Canadians are paying over $500 million annually to receive paper bills they received free prior to 2010, according to a study by the Public Interest Advocacy Centre (PIAC). The burden of the pay-to-pay rule implemented by telecom, internet and other firms falls heavily on low-income people and seniors who are less likely to have access to the internet.
In a survey of Canadian attitudes towards online billing commissioned by the PIAC, about 33% of respondents were not comfortable getting a bill online and an additional 5% had no access to the internet. A majority of consumers indicated their disapproval of companies charging people extra fees to get their bills on paper. They believe supplying a paper bill in the mail without having to pay an extra fee is part of the company’s cost of doing business.
Why not give up on paper bills? Well for one, paper statements give us a record of financial information that we can keep as long as we want. Anyone who has ever had to have a mistake corrected in an invoice or has ever been audited knows the value of a hard copy.
Paper bills are also constant reminders that we need to make a payment by a certain date. Electronic bills arrive in our inboxes and within hours or days, disappear off the page: out of sight; out of mind. Research backs this up. According to a case study by a Danish company Natur-Energi dedicated to delivering simple and effective energy solutions, customers paid the required amount on their bills significantly later if they received their invoices by email, compared to physical mail. The survey found that 59% of customers receiving the email invoice had to be sent a reminder, while only 29% receiving the mailed invoice required a follow-up message
Does paper billing actually save the company money? The Danish survey found that electronic billing led to more calls to the “Help line” and the bottom line was that it cost the company $3.25 per customer billed by paper invoice and $5.75 per customer billed by email.

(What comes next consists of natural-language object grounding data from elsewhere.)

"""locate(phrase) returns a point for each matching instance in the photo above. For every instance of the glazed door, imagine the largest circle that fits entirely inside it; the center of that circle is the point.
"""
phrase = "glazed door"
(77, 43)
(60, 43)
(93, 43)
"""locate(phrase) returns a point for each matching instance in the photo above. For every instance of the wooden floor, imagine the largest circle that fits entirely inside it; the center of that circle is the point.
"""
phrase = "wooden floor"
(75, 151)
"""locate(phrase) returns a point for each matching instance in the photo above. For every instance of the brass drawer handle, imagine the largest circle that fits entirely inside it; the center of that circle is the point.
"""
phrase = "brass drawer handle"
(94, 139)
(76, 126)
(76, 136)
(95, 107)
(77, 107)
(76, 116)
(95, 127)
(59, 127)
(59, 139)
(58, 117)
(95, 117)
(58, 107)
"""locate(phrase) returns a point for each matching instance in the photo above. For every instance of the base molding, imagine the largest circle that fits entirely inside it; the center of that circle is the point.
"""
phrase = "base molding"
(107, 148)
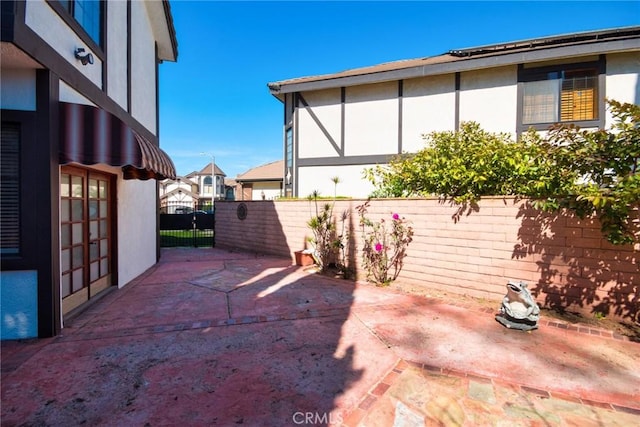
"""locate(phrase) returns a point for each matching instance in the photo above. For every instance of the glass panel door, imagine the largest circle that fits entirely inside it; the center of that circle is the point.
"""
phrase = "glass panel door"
(85, 235)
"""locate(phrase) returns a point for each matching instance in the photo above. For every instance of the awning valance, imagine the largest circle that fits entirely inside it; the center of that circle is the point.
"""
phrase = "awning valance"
(90, 135)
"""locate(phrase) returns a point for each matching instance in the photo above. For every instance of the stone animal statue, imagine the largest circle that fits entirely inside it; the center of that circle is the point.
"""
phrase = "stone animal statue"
(519, 310)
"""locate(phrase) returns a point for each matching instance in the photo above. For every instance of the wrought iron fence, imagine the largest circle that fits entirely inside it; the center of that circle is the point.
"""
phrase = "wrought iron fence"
(187, 224)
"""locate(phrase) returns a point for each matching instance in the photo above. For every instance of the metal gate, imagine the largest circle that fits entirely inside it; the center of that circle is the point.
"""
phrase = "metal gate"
(187, 225)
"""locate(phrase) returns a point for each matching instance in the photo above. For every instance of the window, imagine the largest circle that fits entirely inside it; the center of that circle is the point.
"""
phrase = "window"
(557, 95)
(207, 185)
(88, 14)
(289, 162)
(10, 189)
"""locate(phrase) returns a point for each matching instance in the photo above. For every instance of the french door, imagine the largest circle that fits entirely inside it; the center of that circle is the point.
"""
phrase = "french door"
(85, 235)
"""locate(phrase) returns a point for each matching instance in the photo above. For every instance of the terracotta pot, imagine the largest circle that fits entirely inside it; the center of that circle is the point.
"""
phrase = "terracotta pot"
(304, 258)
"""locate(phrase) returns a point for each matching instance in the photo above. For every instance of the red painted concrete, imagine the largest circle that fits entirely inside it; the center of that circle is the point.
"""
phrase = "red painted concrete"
(209, 337)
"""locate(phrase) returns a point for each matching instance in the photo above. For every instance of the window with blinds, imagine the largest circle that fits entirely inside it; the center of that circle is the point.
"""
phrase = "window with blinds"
(10, 189)
(560, 96)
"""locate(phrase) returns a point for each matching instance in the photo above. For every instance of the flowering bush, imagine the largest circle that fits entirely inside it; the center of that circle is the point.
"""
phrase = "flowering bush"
(383, 250)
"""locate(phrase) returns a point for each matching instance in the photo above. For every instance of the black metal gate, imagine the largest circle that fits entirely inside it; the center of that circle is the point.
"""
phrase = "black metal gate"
(187, 225)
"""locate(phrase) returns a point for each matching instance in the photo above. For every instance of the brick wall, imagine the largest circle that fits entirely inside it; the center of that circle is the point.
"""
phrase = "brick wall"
(474, 251)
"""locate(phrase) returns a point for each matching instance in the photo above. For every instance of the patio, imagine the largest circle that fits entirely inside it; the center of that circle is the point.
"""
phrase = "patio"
(212, 337)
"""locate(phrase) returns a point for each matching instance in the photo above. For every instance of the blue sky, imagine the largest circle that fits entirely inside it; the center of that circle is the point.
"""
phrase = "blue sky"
(215, 99)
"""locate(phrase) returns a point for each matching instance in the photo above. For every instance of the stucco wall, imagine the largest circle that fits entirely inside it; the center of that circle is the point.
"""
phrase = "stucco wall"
(318, 178)
(136, 228)
(143, 68)
(623, 83)
(117, 48)
(371, 119)
(489, 97)
(45, 22)
(18, 89)
(565, 261)
(428, 105)
(324, 106)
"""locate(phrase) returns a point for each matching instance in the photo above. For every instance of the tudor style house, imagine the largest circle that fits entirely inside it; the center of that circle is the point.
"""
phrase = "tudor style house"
(204, 179)
(80, 153)
(263, 182)
(339, 124)
(193, 191)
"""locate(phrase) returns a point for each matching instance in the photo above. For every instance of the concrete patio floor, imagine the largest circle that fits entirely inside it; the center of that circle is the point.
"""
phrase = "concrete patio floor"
(212, 337)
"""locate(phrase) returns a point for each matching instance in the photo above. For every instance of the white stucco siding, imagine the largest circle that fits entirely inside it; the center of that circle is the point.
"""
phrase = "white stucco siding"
(371, 119)
(117, 47)
(136, 228)
(325, 106)
(18, 89)
(623, 82)
(143, 71)
(271, 190)
(428, 105)
(490, 97)
(45, 22)
(318, 178)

To encourage an end to pay-to-pay billing, the Canadian Radio-television and Telecommunications Commission (CRTC) met with 11 communications companies in late August. All companies committed to providing some fee exemptions as of January 2015, but the CRTC felt that didn’t go far enough and recommended a public proceeding to seek the input of Canadians. According to Industry Minister James Moore, the Canadian government plans to introduce legislation that would halt the practice of charging fees for paper bills.

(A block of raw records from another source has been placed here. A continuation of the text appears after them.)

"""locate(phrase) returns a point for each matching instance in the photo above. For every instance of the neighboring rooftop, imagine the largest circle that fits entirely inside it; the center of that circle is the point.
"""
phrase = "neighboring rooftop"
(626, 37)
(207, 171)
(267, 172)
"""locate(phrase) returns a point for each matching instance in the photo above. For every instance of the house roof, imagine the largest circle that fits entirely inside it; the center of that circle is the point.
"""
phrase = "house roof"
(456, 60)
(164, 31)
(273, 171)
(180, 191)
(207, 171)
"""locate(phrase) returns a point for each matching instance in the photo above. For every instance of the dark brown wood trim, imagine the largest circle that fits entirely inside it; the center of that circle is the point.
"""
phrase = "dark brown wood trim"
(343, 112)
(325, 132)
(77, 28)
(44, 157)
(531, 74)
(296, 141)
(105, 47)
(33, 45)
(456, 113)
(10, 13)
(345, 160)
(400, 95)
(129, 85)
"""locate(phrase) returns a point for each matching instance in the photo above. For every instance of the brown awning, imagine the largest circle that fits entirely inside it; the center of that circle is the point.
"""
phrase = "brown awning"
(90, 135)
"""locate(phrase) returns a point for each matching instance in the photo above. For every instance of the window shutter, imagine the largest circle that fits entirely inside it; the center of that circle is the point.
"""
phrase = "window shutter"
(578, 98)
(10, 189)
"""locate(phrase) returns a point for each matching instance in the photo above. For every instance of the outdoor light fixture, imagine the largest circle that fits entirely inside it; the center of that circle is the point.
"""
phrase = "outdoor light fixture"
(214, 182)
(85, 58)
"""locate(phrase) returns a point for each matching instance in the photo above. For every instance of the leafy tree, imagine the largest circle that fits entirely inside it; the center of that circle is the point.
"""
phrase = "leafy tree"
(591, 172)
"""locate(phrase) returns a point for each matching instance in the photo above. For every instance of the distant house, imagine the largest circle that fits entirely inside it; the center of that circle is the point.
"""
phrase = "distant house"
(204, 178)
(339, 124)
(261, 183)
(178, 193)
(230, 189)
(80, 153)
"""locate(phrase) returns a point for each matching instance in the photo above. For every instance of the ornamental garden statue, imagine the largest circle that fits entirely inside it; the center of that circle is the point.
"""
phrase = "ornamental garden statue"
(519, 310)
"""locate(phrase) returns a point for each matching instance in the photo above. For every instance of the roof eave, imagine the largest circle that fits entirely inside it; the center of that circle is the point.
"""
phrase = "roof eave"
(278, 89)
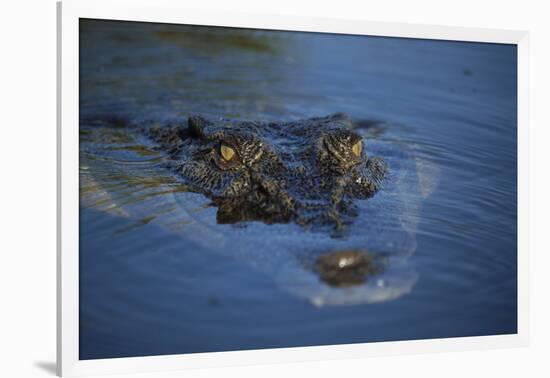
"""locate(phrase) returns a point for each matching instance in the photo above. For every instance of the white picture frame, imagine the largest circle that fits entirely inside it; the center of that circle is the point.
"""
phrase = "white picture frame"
(164, 11)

Most consumers want a paper option for their bills and statements. Like earlier studies carried out in the U.S. and the U.K., a recent nationwide survey conducted for Two Sides US by the research firm Toluna showed that 64% of consumers say they would not choose a company that did not offer a paper bill option and 88% want to be able to switch between electronic and paper bills without difficulty or cost. Companies that ignore the wants and needs of their clients, risk losing their business.